The Wadley Southern Railway Company constructed a side-track upon its main line to serve the interests of a patron of the road, who was operating a sawmill. The railroad company delivered empty cars and received' the loaded cars on this siding, which was protected by a switch. The keys to the switch were carried by the employees of the railroad company. The employees of the sawmill firm forced out a staple in shifting the cars on the side-track, for their convenience, and left the switch in an unclosed condition; and a passenger-train ran into the switch and collided with the freight-cars, and the shock of the collision threw the plaintiff, a passenger, against a forward seat, loosening her teeth and otherwise injuring the jaw. The same train had passed along at this point at two o’clock, and was on its return trip at about seven o’clock, after dark, when it ran into the open switch. The switch was not protected by any light or other device to warn the engineer or others upon the train whether it was open or closed. The plain*441tiff recovered a verdict for $lj500, which the court refused-to set aside on motion.

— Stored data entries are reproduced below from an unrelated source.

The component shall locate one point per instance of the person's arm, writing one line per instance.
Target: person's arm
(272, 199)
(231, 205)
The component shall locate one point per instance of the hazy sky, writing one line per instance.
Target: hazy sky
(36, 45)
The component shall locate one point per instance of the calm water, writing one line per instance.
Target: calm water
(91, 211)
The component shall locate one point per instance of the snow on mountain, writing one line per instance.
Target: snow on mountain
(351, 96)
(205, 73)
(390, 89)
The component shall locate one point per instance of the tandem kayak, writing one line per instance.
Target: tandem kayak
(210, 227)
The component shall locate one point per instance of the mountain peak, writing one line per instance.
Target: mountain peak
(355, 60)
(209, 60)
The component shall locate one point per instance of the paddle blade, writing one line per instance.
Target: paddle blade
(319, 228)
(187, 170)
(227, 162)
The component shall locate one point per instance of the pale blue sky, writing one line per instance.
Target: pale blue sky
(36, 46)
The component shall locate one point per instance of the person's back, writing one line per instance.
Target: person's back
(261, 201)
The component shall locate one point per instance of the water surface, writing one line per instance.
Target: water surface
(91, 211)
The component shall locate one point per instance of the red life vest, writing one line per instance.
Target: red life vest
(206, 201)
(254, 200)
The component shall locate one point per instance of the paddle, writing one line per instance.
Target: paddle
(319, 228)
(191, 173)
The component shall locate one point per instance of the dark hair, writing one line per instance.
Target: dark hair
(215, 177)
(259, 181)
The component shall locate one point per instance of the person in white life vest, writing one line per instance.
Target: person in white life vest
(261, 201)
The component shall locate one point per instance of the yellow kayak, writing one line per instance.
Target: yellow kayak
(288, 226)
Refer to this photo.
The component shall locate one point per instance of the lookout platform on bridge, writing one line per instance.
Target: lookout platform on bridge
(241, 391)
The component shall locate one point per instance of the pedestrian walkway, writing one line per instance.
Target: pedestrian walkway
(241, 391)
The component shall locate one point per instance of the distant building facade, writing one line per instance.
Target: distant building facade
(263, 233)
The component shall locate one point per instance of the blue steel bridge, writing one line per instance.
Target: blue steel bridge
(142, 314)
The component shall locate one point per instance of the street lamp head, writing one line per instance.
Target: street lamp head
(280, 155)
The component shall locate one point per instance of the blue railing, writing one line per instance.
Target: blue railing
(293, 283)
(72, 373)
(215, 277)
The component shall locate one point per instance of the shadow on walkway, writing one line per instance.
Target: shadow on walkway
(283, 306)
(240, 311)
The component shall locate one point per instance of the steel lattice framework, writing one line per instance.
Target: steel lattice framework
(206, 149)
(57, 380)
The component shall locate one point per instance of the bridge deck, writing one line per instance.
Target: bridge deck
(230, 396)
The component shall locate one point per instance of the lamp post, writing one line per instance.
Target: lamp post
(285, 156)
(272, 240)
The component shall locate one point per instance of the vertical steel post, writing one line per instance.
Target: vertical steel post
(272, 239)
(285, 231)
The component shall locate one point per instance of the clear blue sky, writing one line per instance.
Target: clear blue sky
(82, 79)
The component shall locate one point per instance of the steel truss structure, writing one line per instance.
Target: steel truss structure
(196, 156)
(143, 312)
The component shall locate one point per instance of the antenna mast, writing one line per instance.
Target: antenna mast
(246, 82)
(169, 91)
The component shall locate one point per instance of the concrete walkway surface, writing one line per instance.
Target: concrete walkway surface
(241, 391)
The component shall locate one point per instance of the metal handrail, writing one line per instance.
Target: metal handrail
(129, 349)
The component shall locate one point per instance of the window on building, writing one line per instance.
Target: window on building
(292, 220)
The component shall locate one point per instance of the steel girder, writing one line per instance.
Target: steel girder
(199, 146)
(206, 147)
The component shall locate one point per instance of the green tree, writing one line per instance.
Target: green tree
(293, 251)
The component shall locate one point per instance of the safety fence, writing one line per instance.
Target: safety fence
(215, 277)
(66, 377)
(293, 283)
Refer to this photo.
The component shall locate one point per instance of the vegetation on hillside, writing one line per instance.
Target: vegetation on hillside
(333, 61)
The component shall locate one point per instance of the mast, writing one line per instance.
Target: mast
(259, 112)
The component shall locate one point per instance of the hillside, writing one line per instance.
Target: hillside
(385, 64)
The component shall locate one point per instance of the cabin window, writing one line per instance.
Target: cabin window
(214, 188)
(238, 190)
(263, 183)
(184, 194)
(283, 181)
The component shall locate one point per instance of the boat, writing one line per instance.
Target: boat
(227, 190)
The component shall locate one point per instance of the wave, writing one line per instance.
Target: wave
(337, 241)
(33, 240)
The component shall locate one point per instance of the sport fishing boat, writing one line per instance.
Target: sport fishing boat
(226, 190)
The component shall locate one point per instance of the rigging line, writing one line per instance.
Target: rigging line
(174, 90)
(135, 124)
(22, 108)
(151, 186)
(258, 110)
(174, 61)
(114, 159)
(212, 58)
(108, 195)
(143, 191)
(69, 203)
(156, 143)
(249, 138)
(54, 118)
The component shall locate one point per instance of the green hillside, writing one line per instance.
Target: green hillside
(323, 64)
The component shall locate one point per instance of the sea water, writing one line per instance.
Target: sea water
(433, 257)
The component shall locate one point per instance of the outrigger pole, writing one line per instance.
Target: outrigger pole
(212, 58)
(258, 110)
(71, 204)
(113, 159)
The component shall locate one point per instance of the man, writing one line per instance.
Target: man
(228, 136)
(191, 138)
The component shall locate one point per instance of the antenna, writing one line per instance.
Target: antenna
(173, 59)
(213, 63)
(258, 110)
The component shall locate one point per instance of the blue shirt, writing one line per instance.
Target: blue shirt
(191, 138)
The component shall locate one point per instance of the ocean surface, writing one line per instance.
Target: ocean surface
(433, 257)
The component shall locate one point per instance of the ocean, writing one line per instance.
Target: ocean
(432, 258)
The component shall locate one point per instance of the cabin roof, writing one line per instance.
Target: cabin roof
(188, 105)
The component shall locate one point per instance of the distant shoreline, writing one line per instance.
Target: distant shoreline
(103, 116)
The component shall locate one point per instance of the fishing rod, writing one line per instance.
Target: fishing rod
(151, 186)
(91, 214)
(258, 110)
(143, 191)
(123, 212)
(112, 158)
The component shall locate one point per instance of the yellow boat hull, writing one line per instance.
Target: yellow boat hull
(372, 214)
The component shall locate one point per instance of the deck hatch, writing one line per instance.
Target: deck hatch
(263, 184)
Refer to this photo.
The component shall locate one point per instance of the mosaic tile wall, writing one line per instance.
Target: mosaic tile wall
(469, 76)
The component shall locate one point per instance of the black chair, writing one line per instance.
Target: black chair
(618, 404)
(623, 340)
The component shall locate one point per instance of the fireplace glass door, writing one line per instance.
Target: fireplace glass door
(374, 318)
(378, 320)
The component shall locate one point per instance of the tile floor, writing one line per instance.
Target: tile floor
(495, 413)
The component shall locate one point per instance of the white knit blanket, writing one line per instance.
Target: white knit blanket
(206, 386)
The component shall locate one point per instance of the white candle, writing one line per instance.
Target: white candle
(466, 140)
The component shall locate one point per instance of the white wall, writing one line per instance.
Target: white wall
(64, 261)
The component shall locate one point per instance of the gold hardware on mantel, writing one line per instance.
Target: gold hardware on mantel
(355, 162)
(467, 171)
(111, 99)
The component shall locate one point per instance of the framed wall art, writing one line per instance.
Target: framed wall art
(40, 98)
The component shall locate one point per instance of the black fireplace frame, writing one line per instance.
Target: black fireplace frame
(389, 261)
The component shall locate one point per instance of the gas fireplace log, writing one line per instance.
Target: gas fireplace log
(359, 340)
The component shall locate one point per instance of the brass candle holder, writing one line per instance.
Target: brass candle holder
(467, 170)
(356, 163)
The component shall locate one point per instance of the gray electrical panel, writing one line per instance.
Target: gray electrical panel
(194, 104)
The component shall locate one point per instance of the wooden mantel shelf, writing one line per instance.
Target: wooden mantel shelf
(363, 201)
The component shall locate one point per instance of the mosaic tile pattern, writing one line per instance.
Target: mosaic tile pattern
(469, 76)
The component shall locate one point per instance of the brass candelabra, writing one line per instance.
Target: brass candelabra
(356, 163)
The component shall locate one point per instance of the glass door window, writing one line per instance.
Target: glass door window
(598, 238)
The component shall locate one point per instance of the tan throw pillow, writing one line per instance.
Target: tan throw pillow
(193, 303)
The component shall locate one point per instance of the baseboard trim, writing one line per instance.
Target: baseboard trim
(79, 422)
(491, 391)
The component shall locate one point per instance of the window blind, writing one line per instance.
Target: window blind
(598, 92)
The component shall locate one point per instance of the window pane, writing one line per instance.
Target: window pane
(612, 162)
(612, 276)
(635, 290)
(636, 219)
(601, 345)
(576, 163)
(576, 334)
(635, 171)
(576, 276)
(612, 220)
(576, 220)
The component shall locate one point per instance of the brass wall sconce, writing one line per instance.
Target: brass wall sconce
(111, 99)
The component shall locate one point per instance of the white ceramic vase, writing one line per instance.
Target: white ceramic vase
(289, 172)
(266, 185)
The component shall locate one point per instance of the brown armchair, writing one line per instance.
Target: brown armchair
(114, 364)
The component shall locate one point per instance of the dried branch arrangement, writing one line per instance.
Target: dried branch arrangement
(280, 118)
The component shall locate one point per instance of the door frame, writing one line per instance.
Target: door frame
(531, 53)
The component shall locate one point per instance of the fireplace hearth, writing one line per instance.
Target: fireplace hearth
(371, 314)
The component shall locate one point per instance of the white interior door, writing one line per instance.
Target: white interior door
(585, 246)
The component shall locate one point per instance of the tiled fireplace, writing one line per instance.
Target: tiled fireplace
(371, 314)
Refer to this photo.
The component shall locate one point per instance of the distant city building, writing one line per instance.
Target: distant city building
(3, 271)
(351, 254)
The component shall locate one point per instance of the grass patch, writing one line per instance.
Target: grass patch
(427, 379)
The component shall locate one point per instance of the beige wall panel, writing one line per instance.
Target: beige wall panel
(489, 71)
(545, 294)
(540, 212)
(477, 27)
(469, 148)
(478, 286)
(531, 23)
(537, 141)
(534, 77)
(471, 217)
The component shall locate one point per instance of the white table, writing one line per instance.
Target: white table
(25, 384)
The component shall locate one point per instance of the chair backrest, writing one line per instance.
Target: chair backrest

1. It is complained that the court, in the summary of the railroad’s contentions, stated that the switch was left open by a party unknown. Error is assigned upon this statement of the contention, because the evidence showed that the switch was opened and left open by the employees of the lumber company, without authority of the defendant and without its knowledge. The erroneous statement by the court that the defendant contended that the switch was left open by an unknown person, when in fact the contention was that it was left open by an employee of the lumber company, could not have harmed the defendant. The carrier was insisting that it was not liable, because of the act of an unauthorized person, and whether the name of that person was known or unknown was immaterial to the actual defense set up.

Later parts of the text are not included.